Oi Cony, Tudo bem? Então, gostaria de dizer primeiramente que amo seu blog e que te acho uma mulher incrível, moderna e forte! Keep going!
Meu chora não é exatamente um chora e sim uma mensagem de força e coragem tendo minha vida como exemplo.
Até 2 meses atrás eu morava no Brasil (amo meu país), mas estava completamente infeliz com minha vida. A faculdade me deixava triste, meu emprego – que era muito bom – me deprimia, meus amigos sempre faziam as mesmas coisas ou seja, não tava dando. Então decidi viajar, vim à Tailândia como turista e acabei me apaixonando pela ilha onde hoje estou morando. Larguei família, amigos, peguetes, faculdade, emprego, tudo pra viver este sonho que estou vivendo agora. Não sou rica, mas sou MUITO feliz. Então digo pras meninas que sempre estão desanimadas com o emprego e com a vida: SE JOGUEM NO MUNDO, não tenham medo de errar, nunca é tarde demais pra ser feliz! Não se prendam a uma vida tediosa por conta de um relacionamento ou de coisas que te fazem infelizes, apenas vivam! Beijos!

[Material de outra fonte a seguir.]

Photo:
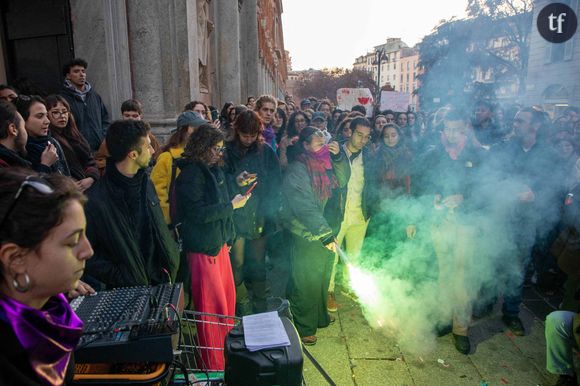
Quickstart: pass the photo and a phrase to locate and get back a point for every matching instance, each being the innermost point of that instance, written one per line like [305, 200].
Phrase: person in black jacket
[42, 149]
[205, 209]
[132, 243]
[76, 150]
[309, 183]
[86, 105]
[43, 250]
[351, 205]
[247, 152]
[451, 180]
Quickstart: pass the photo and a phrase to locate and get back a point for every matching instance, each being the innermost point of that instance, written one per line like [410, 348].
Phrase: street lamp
[379, 59]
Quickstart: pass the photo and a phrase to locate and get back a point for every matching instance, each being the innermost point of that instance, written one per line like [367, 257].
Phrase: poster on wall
[395, 100]
[349, 97]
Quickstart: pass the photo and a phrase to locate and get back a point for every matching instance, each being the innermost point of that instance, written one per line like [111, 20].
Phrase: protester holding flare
[248, 152]
[205, 207]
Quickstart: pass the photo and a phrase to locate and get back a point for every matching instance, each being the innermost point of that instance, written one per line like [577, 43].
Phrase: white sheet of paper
[264, 330]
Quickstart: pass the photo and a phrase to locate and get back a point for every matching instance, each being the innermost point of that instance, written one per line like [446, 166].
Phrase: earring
[17, 285]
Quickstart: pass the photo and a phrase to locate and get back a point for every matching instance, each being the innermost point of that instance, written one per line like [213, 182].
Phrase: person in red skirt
[205, 206]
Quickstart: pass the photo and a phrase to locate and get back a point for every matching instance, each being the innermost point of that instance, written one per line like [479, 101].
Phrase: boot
[243, 306]
[259, 296]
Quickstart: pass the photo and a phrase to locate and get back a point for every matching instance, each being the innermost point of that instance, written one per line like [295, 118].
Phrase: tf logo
[557, 23]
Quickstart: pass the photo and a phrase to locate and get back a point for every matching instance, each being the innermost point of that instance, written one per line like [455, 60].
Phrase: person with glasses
[297, 121]
[309, 183]
[43, 252]
[133, 246]
[351, 205]
[42, 149]
[205, 206]
[266, 106]
[8, 93]
[13, 138]
[255, 221]
[77, 152]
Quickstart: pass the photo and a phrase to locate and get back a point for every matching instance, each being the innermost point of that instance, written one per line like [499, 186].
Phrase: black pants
[308, 284]
[248, 259]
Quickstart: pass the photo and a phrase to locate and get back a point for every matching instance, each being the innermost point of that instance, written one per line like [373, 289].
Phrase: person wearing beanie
[310, 181]
[165, 170]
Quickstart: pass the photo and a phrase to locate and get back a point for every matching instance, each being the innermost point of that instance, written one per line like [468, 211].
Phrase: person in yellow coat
[164, 172]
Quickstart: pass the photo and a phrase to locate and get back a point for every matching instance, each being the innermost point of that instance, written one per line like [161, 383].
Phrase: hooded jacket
[303, 213]
[125, 226]
[89, 111]
[204, 207]
[259, 213]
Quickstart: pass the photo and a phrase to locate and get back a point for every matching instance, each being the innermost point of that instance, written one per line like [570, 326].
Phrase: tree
[446, 63]
[494, 39]
[511, 20]
[324, 83]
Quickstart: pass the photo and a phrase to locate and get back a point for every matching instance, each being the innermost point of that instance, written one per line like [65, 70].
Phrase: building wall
[553, 83]
[273, 62]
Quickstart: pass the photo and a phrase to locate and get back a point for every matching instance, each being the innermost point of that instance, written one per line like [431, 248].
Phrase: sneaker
[332, 319]
[567, 380]
[483, 311]
[514, 323]
[309, 340]
[331, 304]
[462, 344]
[443, 330]
[243, 309]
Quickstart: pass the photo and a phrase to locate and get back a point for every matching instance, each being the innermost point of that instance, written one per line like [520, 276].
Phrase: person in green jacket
[308, 185]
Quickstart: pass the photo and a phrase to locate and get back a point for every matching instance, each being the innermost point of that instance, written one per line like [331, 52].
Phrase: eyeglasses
[35, 183]
[58, 114]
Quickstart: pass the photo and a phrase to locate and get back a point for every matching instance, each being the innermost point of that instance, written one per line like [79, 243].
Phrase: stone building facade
[164, 53]
[553, 79]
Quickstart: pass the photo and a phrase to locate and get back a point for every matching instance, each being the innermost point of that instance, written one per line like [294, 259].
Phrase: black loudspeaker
[277, 366]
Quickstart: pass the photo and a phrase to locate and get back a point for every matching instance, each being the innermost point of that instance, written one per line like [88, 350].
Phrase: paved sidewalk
[354, 354]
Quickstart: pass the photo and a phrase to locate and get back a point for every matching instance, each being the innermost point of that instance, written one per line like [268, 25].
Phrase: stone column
[228, 51]
[100, 37]
[163, 47]
[250, 50]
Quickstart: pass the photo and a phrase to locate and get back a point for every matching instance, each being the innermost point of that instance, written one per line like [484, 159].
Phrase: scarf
[36, 145]
[81, 94]
[453, 149]
[48, 336]
[318, 164]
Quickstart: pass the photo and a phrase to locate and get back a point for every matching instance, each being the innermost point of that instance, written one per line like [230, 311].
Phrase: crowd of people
[278, 180]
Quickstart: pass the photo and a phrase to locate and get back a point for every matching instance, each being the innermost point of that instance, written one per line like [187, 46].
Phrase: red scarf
[317, 164]
[453, 149]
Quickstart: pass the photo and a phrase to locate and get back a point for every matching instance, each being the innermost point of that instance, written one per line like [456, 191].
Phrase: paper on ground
[264, 330]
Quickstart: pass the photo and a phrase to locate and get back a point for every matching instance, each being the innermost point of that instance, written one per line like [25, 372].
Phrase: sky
[333, 33]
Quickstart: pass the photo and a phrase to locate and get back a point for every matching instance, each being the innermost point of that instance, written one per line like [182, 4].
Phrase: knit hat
[190, 118]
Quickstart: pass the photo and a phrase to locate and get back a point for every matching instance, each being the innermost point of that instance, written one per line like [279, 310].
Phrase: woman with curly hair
[256, 221]
[77, 151]
[205, 209]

Vamos tatuar essa frase na testa? “Não se prendam a uma vida tediosa por conta de um relacionamento ou de coisas que te fazem infelizes, apenas vivam!” Parabéns pela decisão, pela coragem e principalmente por ter conquistado a maior riqueza do mundo, a FELICIDADE! Agora manda o endereço que eu vou aí te visitar hahahahahahahaha!

  • Choras ENCERRADOS! Recebi vários, vou responder os interessantes (os bofe que somem do nada não tá?). Quando liberar a caixa de mail aviso!